Laartz ist hingegen überzeugt, dass sich sein Konzept durchsetzen wird. „Das Studium der Humanmedizin auf Bachelor- und Masterbasis ist international längst Standard. Der EU-Mitgliedsstaat Malta hat unsere Studiengänge lizenziert.“ Er sei daher „sehr zuversichtlich“, dass die Gleichwertigkeit des Studiums im Rahmen der Regeln der Europäischen Union zur Berufsanerkennung bescheinigt werde. Auch im Referentenentwurf zur neuen Approbationsordnung finde sich das Studienmodell wieder.

Bundesärztekammer und Fakultätentag kritisierten auch den Aufbau und Inhalt des Medizin-Studiengangs: „Bislang bleibt offen, wie neben der ausreichenden Vermittlung des erforderlichen akademischen Wissens auch die Kompetenzen in der ärztlichen Kommunikation, der interprofessionellen Zusammenarbeit im Team, der wissenschaftlichen Praxis sowie auch der ambulanten Versorgung sichergestellt werden sollen.“

Dem widerspricht Laartz. „Wir haben uns bei unserem Curriculum unter anderem stark an dem deutschen, dem niederländischen, dem schweizerischen und dem englischen Lernzielkatalog orientiert.“ Man arbeite bei der Qualitätssicherung mit den Unis Bern und Maastricht zusammen, die Qualität sei dementsprechend hoch. Das sei durch das Akkreditierungsverfahren bestätigt worden.

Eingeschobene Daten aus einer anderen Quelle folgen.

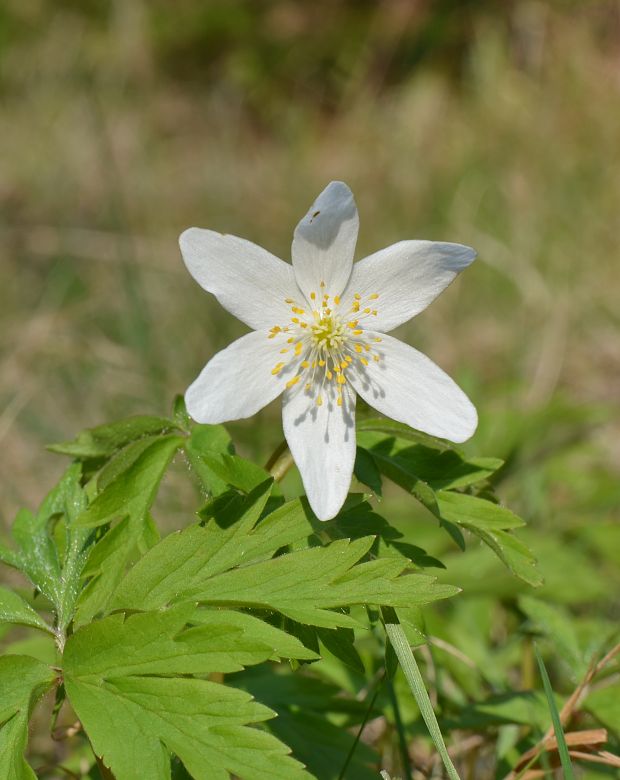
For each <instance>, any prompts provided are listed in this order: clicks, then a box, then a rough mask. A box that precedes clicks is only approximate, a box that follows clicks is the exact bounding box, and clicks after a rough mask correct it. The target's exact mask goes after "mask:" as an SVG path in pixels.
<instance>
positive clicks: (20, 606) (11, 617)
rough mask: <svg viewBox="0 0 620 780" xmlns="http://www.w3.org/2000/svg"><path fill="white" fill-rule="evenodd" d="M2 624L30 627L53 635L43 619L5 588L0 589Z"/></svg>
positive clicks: (36, 613)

Online lernen - aber Anwesenheitspflicht gibt es bei den virtuellen Seminaren dennoch.
Online lernen - aber Anwesenheitspflicht gibt es bei den virtuellen Seminaren dennoch.

© imago images/Westend61

Bei der Vermittlung der Lernziele legt EDU besonderen Wert auf problemorientiertes und kollaboratives Lernen, sagt Laartz. Das werde durch die persönliche Atmosphäre und kleine Gruppengröße möglich. In den Online-Veranstaltungen gilt Anwesenheitspflicht, die Teilnehmerzahl ist beschränkt. An den Seminaren nehmen sechs Studierende teil, an Vorlesungen etwa 20. Die Studierenden müssen etwa jede Woche eigenständig im virtuellen Klassenzimmer Patientenfälle bearbeiten und später im Seminar präsentieren.

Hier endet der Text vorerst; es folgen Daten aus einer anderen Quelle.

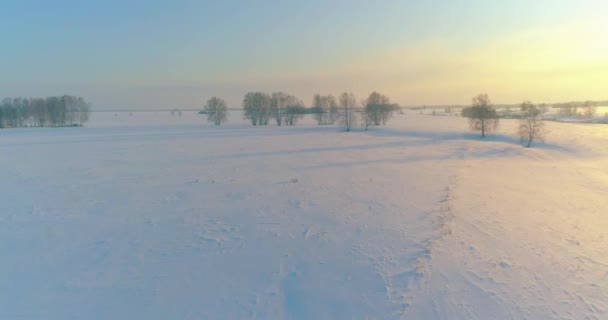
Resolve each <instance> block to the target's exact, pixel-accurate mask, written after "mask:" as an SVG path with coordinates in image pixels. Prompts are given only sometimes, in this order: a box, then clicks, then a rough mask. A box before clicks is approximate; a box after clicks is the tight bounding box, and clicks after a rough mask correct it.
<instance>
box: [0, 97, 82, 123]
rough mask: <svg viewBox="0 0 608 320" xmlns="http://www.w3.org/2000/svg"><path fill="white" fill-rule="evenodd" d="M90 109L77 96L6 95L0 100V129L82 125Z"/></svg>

Kommilitonen nur per Videochat sehen? Am Anfang ungewohnt

Daniel ist mit seinem Studium zufrieden. Seine Kommilitonen und Dozenten nur per Videochat zu sehen, sei am Anfang etwas ungewohnt, aber das ändere sich schnell. Gemeinsame Freizeit mit seinen Kommilitonen zu verbringen, vermisst er nicht. Das Wichtigste sei für ihn das Studium, das gelte für die anderen Studierenden auch. „Man merkt, dass alle hundertprozentig bei der Sache sind.“

Das habe sich auch bei seinem ersten Praktikum im Helios-Klinikum Erfurt gezeigt. „Als wir unser Anästhesie-Praktikum gemacht haben, waren gleichzeitig auch Studierende aus deutschen Medizinstudiengängen da“, erzählt er. „Und meine Kommilitonen und ich haben gemerkt, dass wir ihnen in nichts nachstehen.“ Das bestätigt Zineb Nouns: „Wir sind sehr zufrieden mit den EDU-Studierenden.“ Zudem schätze Helios, dass die Ärztinnen und Ärzte nach dem Praktikum der EDU-Studierenden Feedback geben könnten, das von der Hochschule direkt für die nächste Studien-Kohorte berücksichtigt werde.

Künftig sollen die Praxisphasen nicht auf Deutschland beschränkt sein, das Studium weltweit verfügbar werden. Laartz und seine Mitarbeiter planen, Lehrkrankenhäuser in anderen Ländern in den Studiengang aufzunehmen. Erst einmal in Europa – möglichst bald aber auch in Afrika.